È proprio questo, oggi, il contributo che la comunità cristiana può dare alla società civile e a chi si impegna per il bene comune: anticipare nei fatti ciò che altri affermano a parole (e spesso smentiscono nella concretezza delle scelte). “Vocazione” della chiesa altoatesina è mettere in comunicazione i gruppi che altrimenti continuano a marciare paralleli, con momenti di incontro solo formali. È promuovere l’ascolto reciproco non solo tra tedeschi, italiani e ladini, ma di tutti rispetto ad una realtà multicolore e tra questa terra ed il resto del mondo.

Per questo è necessario che ognuno possa sentirsi a casa: parlando la propria lingua, ma anche quella dell’altro, coltivando la propria cultura sapendo che ogni cultura è fatta di “contaminazioni” e cresce nell’incontro con altre culture.

In un’epoca caratterizzata dalla difficoltà di guardare al futuro, il nuovo vescovo dovrà dare alle comunità una prospettiva che porti le persone oltre la stanchezza dell’ordinaria amministrazione. Nuovi ruoli, nuove responsabilità (per uomini e donne), ma anche, seguendo la traccia di mons. Golser, nuovi “stili di vita”. Nel momento in cui si punta il dito contro i costi della politica, la chiesa non può che indicare la via della sobrietà. Non solo per far fronte alla crisi, ma perché la comunità cristiana sa, data la sua dimensione universale, che le risorse (il cibo, l’energia…) sono limitate e pur sempre destinate a tutti, anche a coloro che bussano alle nostre porte, che muoiono in mare o che si consumano nei campi profughi.

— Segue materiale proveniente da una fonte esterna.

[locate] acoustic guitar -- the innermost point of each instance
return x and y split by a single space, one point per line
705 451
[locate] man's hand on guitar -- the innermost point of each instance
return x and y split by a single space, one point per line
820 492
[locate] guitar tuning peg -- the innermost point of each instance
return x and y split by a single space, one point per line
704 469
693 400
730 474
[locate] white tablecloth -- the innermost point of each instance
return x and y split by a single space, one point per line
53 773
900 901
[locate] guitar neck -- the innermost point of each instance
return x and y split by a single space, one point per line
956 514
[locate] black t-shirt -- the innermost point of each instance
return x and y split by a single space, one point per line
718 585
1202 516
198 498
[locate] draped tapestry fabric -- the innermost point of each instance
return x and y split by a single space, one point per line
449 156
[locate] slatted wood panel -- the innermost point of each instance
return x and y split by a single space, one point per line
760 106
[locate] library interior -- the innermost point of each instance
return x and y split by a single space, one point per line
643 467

Un’ultima questione, tra tante: il deficit di democrazia che attanaglia le società occidentali. Oggi, dietro l’apparenza di un sistema democratico, chi condiziona davvero le scelte sono i cosiddetti “poteri forti” (l’economia, la finanza…). Se prevalgono gli interessi privati sui diritti di tutti è anche per una mancanza di autentica partecipazione. Si protesta con facilità, ma difficilmente ci si sporca le mani. Ecco, la chiesa locale, abituata storicamente a ragionare sui tempi lunghi, può aiutare a riscoprire il senso del servizio disinteressato e di quelle forme di impegno che, pur nel silenzio, contribuiscono a dare un’anima alle cose di tutti i giorni.